100 years of women in FE and skills. A fairer future with further education at its heart

100 years of women in FE and skills. A fairer future with further education at its heart

05th March 2018

In the third of our series of posts on the women who shaped further education - marking 100 years of women's suffrage - we assess the contribution of trade unionist and equalities campaigner Baroness Margaret Prosser

Margaret Prosser was born in 1937 into a working class family in Tooting, London. Her father was a builder and her mother a housewife. Like many working class children of the time, she left education aged 15, and married young. It was as a working mum that she became engaged in politics and equality issues, becoming active in local campaigning when her husband became paralysed through illness in 1966, at the age of 29. It led to her involvement in the trades union movement and national politics. What happened to her husband opened her eyes to the ways in which politics affects people’s lives, and much of her early campaigning was about disability rights.

In 1971, Prosser joined the Labour Party. She began studying as a mature student at North East London Polytechnic in the 1970s, emerging in 1977 with a Postgraduate Diploma in Advice and Information Studies and a strong sense of the value of further education and training for women, at every stage of their lives.

Prosser’s interest in politics continued to grow as she rose through the ranks of the male-dominated Transport and General Workers’ Union, taking a number of prominent roles before becoming Deputy General Secretary in 1998. Her experience of sexism and inequality at the front line of trade union activism and as a national organiser shaped her professional commitment to tackling inequality.
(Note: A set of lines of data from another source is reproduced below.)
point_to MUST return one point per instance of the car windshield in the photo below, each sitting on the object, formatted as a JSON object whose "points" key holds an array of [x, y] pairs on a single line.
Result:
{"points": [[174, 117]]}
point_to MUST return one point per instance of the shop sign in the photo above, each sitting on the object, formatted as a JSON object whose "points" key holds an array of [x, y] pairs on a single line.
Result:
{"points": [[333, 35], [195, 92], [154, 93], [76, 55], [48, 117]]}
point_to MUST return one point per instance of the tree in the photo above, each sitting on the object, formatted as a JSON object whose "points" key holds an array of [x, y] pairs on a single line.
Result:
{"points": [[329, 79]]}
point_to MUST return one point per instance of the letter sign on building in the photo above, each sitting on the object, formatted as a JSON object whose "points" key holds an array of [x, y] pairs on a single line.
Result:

A prominent advocate of equal pay at a time when the issue was considered, at best, peripheral (many were openly hostile to it), she was a member of the Equal Opportunities Commission between 1985 and 1992 and served on the Low Pay Commission between 2000 and 2005. She was President of the Trades Union Congress in 1996 and from 1996 to 2001 was Treasurer of the Labour Party.
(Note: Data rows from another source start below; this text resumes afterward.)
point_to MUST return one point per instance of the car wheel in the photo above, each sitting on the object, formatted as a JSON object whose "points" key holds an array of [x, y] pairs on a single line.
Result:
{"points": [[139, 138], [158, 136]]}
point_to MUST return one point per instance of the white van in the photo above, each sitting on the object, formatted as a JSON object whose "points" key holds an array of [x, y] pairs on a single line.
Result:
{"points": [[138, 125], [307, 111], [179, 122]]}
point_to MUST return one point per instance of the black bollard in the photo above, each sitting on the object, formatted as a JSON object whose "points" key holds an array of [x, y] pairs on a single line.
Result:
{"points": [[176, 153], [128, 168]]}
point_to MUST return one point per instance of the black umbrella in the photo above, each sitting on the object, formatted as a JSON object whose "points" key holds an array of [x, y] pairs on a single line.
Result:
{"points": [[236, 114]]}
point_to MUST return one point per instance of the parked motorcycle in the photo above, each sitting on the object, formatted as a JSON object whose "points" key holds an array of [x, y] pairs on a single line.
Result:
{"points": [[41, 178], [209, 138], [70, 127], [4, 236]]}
In 2002, Prosser was appointed Chair of the Women’s National Commission and in 2004 was approached by Prime Minister Tony Blair to chair the Women and Work Commission. The commission’s aim was ‘to examine the causes of the gender pay and opportunities gap and to find practical ideas to close it within a generation’. Its report, Shaping a Fairer Future, was published in 2006. It called for action on a number of fronts to enable women to achieve their full potential and maximise their contribution to the economy and society.

It put particular emphasis on education and the need for more and different further education provision for women. More opportunities were needed to open up male-dominated industries to girls and women, it said, with careers advice and guidance available throughout life and more education and training options for mature women wanting to change direction. The report recommended the development of comprehensive plans to tackle segregation in the workplace in different industries, careers advice that challenged gender stereotypes, a more local approach to matching skills and jobs, a more balanced approach to education with a greater emphasis on practical routes, and increased investment in training and pilot measures designed ‘to enable women to change direction, and progress in their jobs and careers, through raising their skills levels’.

The report is still acutely relevant, largely because most of the issues it raised have still to be adequately addressed. More than a decade after the report was published, men still, typically, earn eight per cent more per hour than women in the UK, education funding remains skewed in favour of academic provision, and opportunities for men and women to learn throughout life have collapsed, in both FE and HE. Successive governments have failed to live up to Prosser’s injunction to oversee the implementation of the recommendations and ‘actively monitor and chase progress in closing the gender pay gap in partnership with other players’.

In June 2004, Margaret Prosser from Tooting became Baroness Prosser of Battersea in the London Borough of Wandsworth. When her tenure as Chair of the Women’s Commission ended in 2006, she became Deputy Chair of the Commission for Equality and Human Rights, a position she held until 2012. She continues to campaign for the rights of women, in the UK and internationally.